The road carved into the rock of Donnas

2 minutes

One of the most spectacular sections of the Roman Via delle Gallie is the section of road carved 221 metres into the living rock, opening in a 4-metre-high archway. This astonishing work of the ancient Romans is located in Donnas, a small town on the banks of the Dora Baltea river in Val d'Aosta, surrounded by the vineyards used to produce the red wine of Donnas, the region's first CDO wine.

The sculpted arch

The Roman Via delle Gallie was built to connect Rome to the provinces of Transalpine Gaul after the conquest of today's Val d'Aosta territory in the 1st century BC.The route chosen by the Romans ran along the Dora Baltea on the left bank, to stay half way up the mountain, safer in case of flooding. Near Donnas, however, the route was interrupted by a rocky promontory that the Romans simply decided to carve out with a chisel in order to continue their route.

They created a gap in the rock with a 4-metre high and 3-metre wide arched passage and flattened the mountainside for over 200 metres to create a perfectly practicable route. In the Middle Ages, the arch was used as a village gate that was closed at night, or in case of need.

Today, the signs of the history of this obligatory passage on the Via delle Gallie are still clearly visible on the paving that bears the deep furrows left by the passage of carts. Beside the arch, three steps descend towards the river at the docking of the boats. Moving further along, you can distinguish the outline of a milestone column, in relief on the rock, marking the distance from Augusta Praetoria, the name given to the city of Aosta by the ancient Romans: XXXVI miles, approximately 54 km.

A sea of vineyards and a fairground from the year 1000

From the Roman arch, you can walk in the village of Donnas, where you can stroll through the cobbled alleys to discover medieval stone portals and some 15th-century votive frescoes.
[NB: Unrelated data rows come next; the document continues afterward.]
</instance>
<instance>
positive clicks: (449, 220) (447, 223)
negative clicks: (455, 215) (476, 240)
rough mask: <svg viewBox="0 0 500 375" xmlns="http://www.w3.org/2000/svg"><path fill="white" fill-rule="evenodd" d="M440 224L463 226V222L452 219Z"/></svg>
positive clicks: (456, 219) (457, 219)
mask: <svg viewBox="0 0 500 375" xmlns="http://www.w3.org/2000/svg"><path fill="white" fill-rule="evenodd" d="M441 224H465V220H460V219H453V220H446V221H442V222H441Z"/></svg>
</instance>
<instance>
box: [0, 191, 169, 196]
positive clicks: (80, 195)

A village with a history at least as old as the Roman road, an mandatory stop on every journey to Gaul and for every pilgrim on the Via Francigena. If you happen to be here on the last Sunday in January, you should know that the Sant'Orso Wood Fair is still held, dating back to the year one thousand, a large craft market that attracts exhibitors from all over the valley. All around, a sea of vineyards on south-facing terraces produces excellent Nebbiolo-based wines that can be tasted at the Cantina Cooperativa.